Saccopharynx lavenbergi
- Conservation status: Least Concern (IUCN 3.1)

Scientific classification
- Kingdom: Animalia
- Phylum: Chordata
- Class: Actinopterygii
- Order: Anguilliformes
- Family: Saccopharyngidae
- Genus: Saccopharynx
- Species: S. lavenbergi
- Binomial name: Saccopharynx lavenbergi Nielsen & Bertelsen, 1985

= Saccopharynx lavenbergi =

- Authority: Nielsen & Bertelsen, 1985
- Conservation status: LC

Species of fish

Saccopharynx lavenbergi is a species of gulper eel, also known as the whiptail gulper. This fish is known for its large mouth and long whiplike tail. This species is not commonly found in the wild, with fewer than twenty sightings over 30 years of ROV operation by MBARI. Even though it has rarely been sighted, this gulper eel was chosen to be the logo for MBARI.

==Distribution==
Saccopharynx lavenbergi occurs in the eastern Pacific Ocean.

==Description==
The species is very similar to others in the genus Saccopharynx, featuring large mouths and long slender bodies. It is typically dark in color and has small eyes. This is probably because at the depths these eels dwell, there is little to no light from the sun. They also feature a bioluminescent organ at the tips of their long tails, the function of which is currently unknown.

==Ecology==
It occurs at depths of 2000–3000 m. It has been hypothesized that the large mouth of the eel allows it to swallow prey much larger than itself.

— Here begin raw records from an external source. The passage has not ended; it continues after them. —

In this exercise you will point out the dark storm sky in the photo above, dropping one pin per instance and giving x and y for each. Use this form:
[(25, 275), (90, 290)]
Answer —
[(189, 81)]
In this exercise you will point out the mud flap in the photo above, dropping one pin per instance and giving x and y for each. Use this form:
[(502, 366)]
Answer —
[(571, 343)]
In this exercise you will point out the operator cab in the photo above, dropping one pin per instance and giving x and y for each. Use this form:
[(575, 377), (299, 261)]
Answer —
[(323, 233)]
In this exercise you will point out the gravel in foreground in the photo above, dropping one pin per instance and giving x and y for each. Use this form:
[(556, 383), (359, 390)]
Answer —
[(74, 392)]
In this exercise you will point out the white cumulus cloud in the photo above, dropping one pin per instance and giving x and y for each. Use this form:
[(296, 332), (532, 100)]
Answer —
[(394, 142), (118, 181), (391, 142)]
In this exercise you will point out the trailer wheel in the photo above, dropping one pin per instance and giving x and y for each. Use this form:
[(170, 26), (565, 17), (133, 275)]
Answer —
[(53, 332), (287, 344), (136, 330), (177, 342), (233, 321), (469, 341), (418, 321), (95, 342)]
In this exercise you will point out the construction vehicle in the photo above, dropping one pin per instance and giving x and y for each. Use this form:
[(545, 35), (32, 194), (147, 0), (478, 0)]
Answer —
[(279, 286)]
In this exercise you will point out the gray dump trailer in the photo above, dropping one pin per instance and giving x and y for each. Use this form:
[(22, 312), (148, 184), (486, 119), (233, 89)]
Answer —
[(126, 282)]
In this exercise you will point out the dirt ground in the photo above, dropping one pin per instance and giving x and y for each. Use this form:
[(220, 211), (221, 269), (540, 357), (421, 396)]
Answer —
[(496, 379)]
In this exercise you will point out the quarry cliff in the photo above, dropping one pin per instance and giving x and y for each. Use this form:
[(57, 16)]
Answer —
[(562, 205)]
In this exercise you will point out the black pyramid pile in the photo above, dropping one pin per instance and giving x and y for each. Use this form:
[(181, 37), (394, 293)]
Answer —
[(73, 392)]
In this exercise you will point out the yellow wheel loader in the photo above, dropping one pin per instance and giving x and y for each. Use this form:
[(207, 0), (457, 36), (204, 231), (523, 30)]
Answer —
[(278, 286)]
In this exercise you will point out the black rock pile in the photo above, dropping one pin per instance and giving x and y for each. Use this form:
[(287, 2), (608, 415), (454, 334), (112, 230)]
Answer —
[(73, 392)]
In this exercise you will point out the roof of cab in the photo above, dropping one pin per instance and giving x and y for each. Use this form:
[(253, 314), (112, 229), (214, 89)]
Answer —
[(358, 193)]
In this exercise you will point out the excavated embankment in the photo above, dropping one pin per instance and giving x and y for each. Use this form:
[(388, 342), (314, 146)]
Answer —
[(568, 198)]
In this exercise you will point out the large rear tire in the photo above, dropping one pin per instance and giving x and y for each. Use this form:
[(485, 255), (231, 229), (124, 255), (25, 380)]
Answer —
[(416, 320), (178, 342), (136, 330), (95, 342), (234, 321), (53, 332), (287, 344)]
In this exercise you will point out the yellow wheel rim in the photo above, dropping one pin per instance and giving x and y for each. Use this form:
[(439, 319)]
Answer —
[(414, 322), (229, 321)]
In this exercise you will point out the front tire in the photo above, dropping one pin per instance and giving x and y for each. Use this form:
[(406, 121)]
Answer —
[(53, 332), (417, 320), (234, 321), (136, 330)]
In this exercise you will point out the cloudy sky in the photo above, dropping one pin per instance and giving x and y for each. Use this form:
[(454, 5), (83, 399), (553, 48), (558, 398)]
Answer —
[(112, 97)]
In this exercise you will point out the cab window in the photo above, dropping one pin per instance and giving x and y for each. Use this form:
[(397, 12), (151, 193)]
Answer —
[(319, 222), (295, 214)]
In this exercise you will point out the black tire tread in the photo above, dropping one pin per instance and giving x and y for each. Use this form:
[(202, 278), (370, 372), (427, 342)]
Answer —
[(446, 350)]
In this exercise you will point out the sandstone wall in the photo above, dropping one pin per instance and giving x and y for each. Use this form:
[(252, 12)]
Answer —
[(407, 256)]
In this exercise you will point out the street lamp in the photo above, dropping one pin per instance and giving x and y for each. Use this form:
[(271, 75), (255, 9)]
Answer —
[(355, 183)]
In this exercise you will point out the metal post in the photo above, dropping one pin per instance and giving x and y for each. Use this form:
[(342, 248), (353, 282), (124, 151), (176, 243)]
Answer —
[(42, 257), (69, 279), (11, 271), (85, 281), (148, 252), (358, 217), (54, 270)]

While no specimens have been observed mating in the wild, observations of dead specimens have led scientists to believe that this species dies after mating, much like freshwater eels.

== Taxonomy and phylogeny ==
In 2003, researchers from the University of Tokyo sequenced mitochondrial DNA (mtDNA) from specimens of Eurypharynx pelicanoides and Saccopharynx lavenbergi. After comparing the sequences from the specimens with other known sequences, they found that Eurypharynx pelicanoides and Saccopharynx lavenbergi were closely related and had mitochondrial genomes distinct from other Anguilliformes.